The important elements loaded by "inner.js" are about the communication with outer, the common interface elements (toolbar, reusable menus, etc.) but also the whole style of the application. The style is loaded by a ".less" file specific to the application from "inner.js". The less files are compiled to CSS directly in the client's browser. This allows for the full use of advanced LESS functions, for example mixins, without worrying about adding a build step.

The purpose of the main inner iframe is to work with a different domain (or HTTP origin), which benefits from additional "cross-domain" protections. This iframe is the only part of the system that displays an interface where users interact with each other, which makes it particularly vulnerable in case of a code flaw. Isolating it, on the one hand within an iframe, and on the other hand with a different domain, makes it possible to protect all data that is not directly displayed in the document. It is in fact impossible to recover the keys of the current document from the inner iframe. Only the decrypted content is accessible, as well as the public data of the user and the current users of the pad.

To display sensitive data such as the document link, password, or owners, the share or access modals are opened in a separate iframe, called "secure-iframe". This secure iframe has access to sensitive data, but it has no direct contact with the main inner iframe. All possible exchanges between the main iframe (which displays the opened application) and the secure iframe (which displays sensitive data) are done through outer. These two iframes are both daughters of outer and therefore cannot access each other's data which preserves the sandbox behavior.

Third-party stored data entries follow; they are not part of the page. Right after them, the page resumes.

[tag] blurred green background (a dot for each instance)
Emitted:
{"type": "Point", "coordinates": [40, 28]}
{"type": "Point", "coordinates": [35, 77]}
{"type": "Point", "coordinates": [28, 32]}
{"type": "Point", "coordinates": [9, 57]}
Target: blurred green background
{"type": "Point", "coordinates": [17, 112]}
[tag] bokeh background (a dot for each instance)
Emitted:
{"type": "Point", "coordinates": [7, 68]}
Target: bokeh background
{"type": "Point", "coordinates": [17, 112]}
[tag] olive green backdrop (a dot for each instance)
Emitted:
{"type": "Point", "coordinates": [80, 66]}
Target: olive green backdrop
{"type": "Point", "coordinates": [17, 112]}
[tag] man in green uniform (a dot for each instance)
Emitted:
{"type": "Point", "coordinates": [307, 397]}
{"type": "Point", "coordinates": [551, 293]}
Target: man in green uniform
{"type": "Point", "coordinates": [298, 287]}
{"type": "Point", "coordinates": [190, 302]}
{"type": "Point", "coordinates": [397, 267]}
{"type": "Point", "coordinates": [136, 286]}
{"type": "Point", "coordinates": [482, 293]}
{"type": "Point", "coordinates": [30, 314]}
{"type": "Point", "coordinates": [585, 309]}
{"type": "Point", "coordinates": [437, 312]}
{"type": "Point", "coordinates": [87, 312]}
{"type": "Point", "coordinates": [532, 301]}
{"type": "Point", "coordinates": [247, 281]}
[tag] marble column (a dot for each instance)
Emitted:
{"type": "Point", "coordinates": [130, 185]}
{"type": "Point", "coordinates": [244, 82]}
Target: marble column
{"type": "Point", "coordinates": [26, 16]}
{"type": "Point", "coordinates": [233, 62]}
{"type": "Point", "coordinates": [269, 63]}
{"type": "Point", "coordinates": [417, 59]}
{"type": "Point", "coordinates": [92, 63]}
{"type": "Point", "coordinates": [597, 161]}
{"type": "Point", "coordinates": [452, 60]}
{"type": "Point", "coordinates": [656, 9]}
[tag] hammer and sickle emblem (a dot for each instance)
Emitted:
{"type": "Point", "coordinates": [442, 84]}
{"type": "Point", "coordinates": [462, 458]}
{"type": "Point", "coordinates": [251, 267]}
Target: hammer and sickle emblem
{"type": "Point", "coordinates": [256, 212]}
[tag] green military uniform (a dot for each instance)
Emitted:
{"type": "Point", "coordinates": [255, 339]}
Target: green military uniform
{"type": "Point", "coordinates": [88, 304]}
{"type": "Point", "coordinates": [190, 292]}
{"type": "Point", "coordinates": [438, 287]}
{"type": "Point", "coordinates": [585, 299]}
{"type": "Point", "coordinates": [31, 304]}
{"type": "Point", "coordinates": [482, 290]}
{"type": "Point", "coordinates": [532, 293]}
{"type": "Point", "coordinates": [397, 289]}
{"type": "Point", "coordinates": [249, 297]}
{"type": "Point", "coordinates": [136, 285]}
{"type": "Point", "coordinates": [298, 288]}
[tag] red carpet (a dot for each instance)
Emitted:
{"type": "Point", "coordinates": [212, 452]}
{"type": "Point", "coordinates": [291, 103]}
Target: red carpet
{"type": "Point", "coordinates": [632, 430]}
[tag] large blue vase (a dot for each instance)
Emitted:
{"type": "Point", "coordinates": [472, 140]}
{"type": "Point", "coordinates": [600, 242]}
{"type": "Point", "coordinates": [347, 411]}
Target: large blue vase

The inner iframes display the entire user interface. This concerns both elements common to all applications (toolbar, user menu, main actions) and elements common to collaborative documents (access or sharing modals, user list) as well as elements specific to each application (content rendering). The "share", "access", "properties" modals as well as the upload or file selection popups are displayed by the secure iframe. All the rest is in the main iframe.